A Brilliant Thought Provocative Sci-Fi For The Ages
Writer and Director Alex Garland’s Annihilation is arguably one of the best sci-fi films since Blade Runner 2049 and before that, Arrival. With a strong thematic core and an incredibly tense atmosphere, this sci-fi thriller plays more like a horror for much of its run time, making for quite the uncomfortable watch. Although there’s some confusing editing and the opening act feels a little rushed, Annihilation’s mystery and hedonistic imagery is enough to keep you enthralled through to the poetic, thought provocative climax.

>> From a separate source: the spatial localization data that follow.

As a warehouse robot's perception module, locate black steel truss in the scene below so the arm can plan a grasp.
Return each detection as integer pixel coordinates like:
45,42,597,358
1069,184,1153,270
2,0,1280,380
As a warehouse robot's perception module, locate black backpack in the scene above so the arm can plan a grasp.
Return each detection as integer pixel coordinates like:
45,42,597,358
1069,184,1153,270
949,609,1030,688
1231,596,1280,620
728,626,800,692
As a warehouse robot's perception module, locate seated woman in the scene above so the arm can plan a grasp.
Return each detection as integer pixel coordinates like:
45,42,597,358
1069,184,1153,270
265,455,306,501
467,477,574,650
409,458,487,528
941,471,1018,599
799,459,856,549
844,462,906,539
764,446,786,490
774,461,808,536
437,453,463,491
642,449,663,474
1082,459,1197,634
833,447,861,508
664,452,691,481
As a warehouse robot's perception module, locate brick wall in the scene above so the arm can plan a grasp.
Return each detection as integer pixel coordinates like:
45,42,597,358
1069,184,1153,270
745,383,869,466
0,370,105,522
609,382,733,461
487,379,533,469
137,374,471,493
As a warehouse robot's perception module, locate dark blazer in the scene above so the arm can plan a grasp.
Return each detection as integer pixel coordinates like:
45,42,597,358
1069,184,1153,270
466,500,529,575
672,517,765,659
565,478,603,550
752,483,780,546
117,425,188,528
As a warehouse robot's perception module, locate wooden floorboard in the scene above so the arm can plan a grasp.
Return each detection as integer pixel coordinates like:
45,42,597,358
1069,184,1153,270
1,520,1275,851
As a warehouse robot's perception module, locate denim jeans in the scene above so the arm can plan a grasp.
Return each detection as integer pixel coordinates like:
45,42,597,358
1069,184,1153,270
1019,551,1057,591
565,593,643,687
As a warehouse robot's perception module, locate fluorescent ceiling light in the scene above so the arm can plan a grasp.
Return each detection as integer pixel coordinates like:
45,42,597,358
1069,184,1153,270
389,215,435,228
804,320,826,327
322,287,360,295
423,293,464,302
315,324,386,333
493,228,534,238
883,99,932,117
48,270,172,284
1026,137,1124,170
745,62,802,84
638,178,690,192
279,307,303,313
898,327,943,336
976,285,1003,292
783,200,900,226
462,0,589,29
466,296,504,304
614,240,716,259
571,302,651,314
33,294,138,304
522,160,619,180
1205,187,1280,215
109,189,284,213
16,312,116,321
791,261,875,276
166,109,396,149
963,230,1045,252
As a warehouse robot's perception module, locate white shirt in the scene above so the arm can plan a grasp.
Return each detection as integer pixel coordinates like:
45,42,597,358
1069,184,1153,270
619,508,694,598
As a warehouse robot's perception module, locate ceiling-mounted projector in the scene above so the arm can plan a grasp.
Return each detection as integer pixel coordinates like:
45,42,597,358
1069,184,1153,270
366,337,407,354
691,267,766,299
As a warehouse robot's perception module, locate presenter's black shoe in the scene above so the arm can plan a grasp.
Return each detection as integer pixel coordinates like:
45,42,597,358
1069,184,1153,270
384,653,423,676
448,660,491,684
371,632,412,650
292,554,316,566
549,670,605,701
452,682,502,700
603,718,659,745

The story begins with Lena (Natalie Portman), a concerned wife who unwittingly becomes entangled in a government secret after her husband returns from duty a hollow shell of the man he once was. Recruited for a dangerous mission by sleepy Dr Ventress (Jennifer Jason Leigh), Lena sets out with an all-female group into a strange, alien phenomena called The Shimmer. As they step into the unknown, their mission is simple – get to the lighthouse and figure out what’s happening. Without giving too much away, the story does a good job of building sustainable tension whilst still throwing up some action in small bursts. The film features a surprising amount of realistic dialogue too, building naturally toward a truly unique and special ending. Those expecting a big climax complete with guns, explosions and fight scenes will certainly leave disappointed but the conclusion to this unique sci-fi is the perfect, sombre end to a truly unique film.
Ultimately, it’s the thematic undertone and lack of hand holding that helps make Annihilation such a deep, thought provocative title. The themes are open for interpretation of course but predominantly play on themes around self-destruction, acceptance, determination, trust and more which dominates most of the narrative. Toward the end, these themes do shift slightly to explore ideas around cloning, DNA and the future of humanity. The shift is subtle enough that you’re unlikely to notice it and thankfully, the relentless tension never lets up. Although Annihilation is a deeply thought provocative sci-fi, there’s enough thrills and straight forward storytelling here to make it easy for anyone to jump in and enjoy at the surface level. For those who look deep sci-fi and hidden meanings, Annihilation is a gold mine of potential.
Annihilation is the sort of film that benefits from multiple watches too. There’s some really clever foreshadowing early on that’s hard to pick up the first time around and the deliberately placed dialogue and back stories for each of the women throughout the film to help reveal hidden easter eggs and further unravel the mystery. The poetic, sombre ending is a beautiful way to end this film too and led by a wonderfully emotional performance from Natalie Portman in the all-female group that enters The Shimmer, Annihilation nails its acting for the most part..
Annihilation is a uniquely presented, interesting film that challenges and surprises in equal measure. The suffocating, tense atmosphere gripping most of the film does a great job building toward the ending and although this is likely to be divisively received from audiences, it’s certainly a unique and beautiful way to end this sci-fi flick. Much like Blade Runner, 2001: A Space Odyssey and other culturally important sci-fi films, Annihilation has the potential to have long-lasting cultural importance. The decision to stream this straight to Netflix rather than the big screen is an audacious one and a signal of intent from the streaming giants but in the long run, Annihilation’s accessibility to so many people could just be the stroke of genius needed to push this to a broader audience that otherwise wouldn’t experience such a great title.